Des représentants de l’organisme ont visité des centres partout en Ontario afin de soumettre des rapports sur leur rendement aux inspecteurs des services provinciaux visant le bien-être des animaux.

Le propriétaire de Northern Exotics, Dennis Epp, souligne que la majorité des animaux qui s’y trouvent ont été secourus ou abandonnés.

Il dit avoir de l’expérience en conservation de la nature, en biologie et en sciences environnementales et assure adorer les animaux.

Il affirme ne pas appuyer les gens qui se procurent de gros animaux exotiques, mais il souhaite offrir à ces derniers une place où vivre lorsque leur propriétaire les cède à un refuge ou les abandonne.

Portrait de Dennis Epp tenant un lézard.

Dennis Epp indique que Northern Exotics contient aussi un centre éducatif et une animalerie.

Photo : CBC/Sam Juric

Selon Michèle Hamers, directrice de campagne chez World Animal Protection, les reptiles qui s’y trouvent ont très peu de place pour faire ce qu’ils veulent.

Les reptiles sont extrêmement différents et mobiles. Ils ont des comportements intéressants quand ils jouent ou font autre chose, mais ils ne peuvent pas agir de la sorte ici puisque leur habitat est trop petit, estime-t-elle.

La province a confirmé qu’elle a bel et bien reçu les rapports de l’organisme, mais elle n’a rien dit de plus.

Nous savons que nous sommes limités

Des représentants de World Animal Protection ont visité le refuge sudburois, mais Mme Hamers affirme qu’il n’y a eu aucun contact avec le propriétaire. Malgré tout, elle estime qu’il faut apporter des améliorations.
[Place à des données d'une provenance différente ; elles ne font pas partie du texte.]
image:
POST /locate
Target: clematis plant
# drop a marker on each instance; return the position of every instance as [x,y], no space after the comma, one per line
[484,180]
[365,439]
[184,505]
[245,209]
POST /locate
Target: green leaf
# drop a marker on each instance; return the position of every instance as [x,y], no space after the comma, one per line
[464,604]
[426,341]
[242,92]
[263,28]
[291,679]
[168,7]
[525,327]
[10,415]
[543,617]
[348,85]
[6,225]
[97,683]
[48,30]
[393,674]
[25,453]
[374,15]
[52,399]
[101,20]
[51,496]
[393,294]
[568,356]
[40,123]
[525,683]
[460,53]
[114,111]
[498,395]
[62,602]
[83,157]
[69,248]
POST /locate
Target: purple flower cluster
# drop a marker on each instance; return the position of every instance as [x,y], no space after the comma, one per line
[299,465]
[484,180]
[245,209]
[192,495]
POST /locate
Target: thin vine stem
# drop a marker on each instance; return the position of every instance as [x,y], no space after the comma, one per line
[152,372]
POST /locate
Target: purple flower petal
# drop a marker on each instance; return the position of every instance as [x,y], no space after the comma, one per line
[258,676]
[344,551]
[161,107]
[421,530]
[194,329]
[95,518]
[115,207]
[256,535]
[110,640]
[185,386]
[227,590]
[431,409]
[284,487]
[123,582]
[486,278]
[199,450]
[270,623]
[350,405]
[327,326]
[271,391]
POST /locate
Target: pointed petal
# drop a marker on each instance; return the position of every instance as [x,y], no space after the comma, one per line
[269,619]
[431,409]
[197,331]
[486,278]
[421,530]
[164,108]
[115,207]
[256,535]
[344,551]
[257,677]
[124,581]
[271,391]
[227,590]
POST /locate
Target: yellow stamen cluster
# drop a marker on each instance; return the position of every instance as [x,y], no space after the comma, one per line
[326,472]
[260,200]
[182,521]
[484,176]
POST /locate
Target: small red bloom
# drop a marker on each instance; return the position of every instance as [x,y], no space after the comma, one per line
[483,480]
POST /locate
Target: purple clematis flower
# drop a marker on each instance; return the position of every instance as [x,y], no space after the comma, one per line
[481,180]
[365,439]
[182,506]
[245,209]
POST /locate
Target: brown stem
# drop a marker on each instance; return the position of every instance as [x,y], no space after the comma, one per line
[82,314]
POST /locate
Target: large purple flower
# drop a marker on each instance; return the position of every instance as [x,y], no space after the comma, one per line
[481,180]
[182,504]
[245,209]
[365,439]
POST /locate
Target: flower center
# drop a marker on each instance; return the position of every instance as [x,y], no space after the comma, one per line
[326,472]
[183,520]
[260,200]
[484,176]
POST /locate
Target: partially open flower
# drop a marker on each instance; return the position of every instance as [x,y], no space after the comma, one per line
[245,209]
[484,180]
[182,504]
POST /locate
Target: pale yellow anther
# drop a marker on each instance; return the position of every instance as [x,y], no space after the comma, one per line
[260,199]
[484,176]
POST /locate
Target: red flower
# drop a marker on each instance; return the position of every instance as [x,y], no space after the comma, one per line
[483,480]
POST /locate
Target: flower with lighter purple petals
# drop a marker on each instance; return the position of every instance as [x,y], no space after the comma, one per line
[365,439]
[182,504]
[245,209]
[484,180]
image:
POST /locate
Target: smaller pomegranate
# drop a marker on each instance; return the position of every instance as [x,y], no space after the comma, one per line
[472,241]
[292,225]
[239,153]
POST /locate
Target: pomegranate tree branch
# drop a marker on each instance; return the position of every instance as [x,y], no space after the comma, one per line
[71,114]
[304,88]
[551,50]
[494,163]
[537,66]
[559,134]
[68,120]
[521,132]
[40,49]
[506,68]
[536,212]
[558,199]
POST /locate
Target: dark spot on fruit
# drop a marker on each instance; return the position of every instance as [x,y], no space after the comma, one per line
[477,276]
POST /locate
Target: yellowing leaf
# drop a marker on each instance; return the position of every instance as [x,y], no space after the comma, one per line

À notre avis, aucun zoo ou refuge ne s’y prend de la bonne façon ni n'en fait suffisamment, croit-elle.

Parmi ses animaux, le centre compte notamment deux alligators, un crocodile, un python birman, des primates et un porc-épic.

Un python dans son enclos.

Dennis Epp raconte que le python birman de Northern Exotics a passé le début de sa vie dans un sac avant d'être acheté et apporté au centre.

Photo : CBC/Sam Juric

Dennis Epp indique que la Société pour la prévention de la cruauté envers les animaux (SPCA) inspectait les locaux de Northern Exotics deux fois par an avant la pandémie et n’offrait jamais de recommandations.

Ces inspections sont de moins en moins nombreuses depuis le début de la crise sanitaire.

Malgré tout, le propriétaire dit comprendre les inquiétudes soulevées par Michèle Hamers.

Nous savons que nous sommes limités en matière d’espace et nous voulons un nouvel endroit, avoue-t-il.

« Lorsque nous recevons un lézard, nous le mettons dans un enclos plus gros où il peut faire ses affaires, mais ce n’est peut-être pas aussi gros que ce que certains souhaiteraient. »

— Une citation de  Dennis Epp, propriétaire de Northern Exotics

Il cherche à déménager dans des locaux plus grands, mais les taux d’intérêt à la hausse ne lui laissent pas beaucoup de choix. Il reste un an au bail de Northern Exotics, et M. Epp espère trouver une solution d’ici là.

Ce n’est pas un monde parfait, dit-il. Nous en sommes au point où il faut faire du mieux que nous pouvons avec ce que nous avons.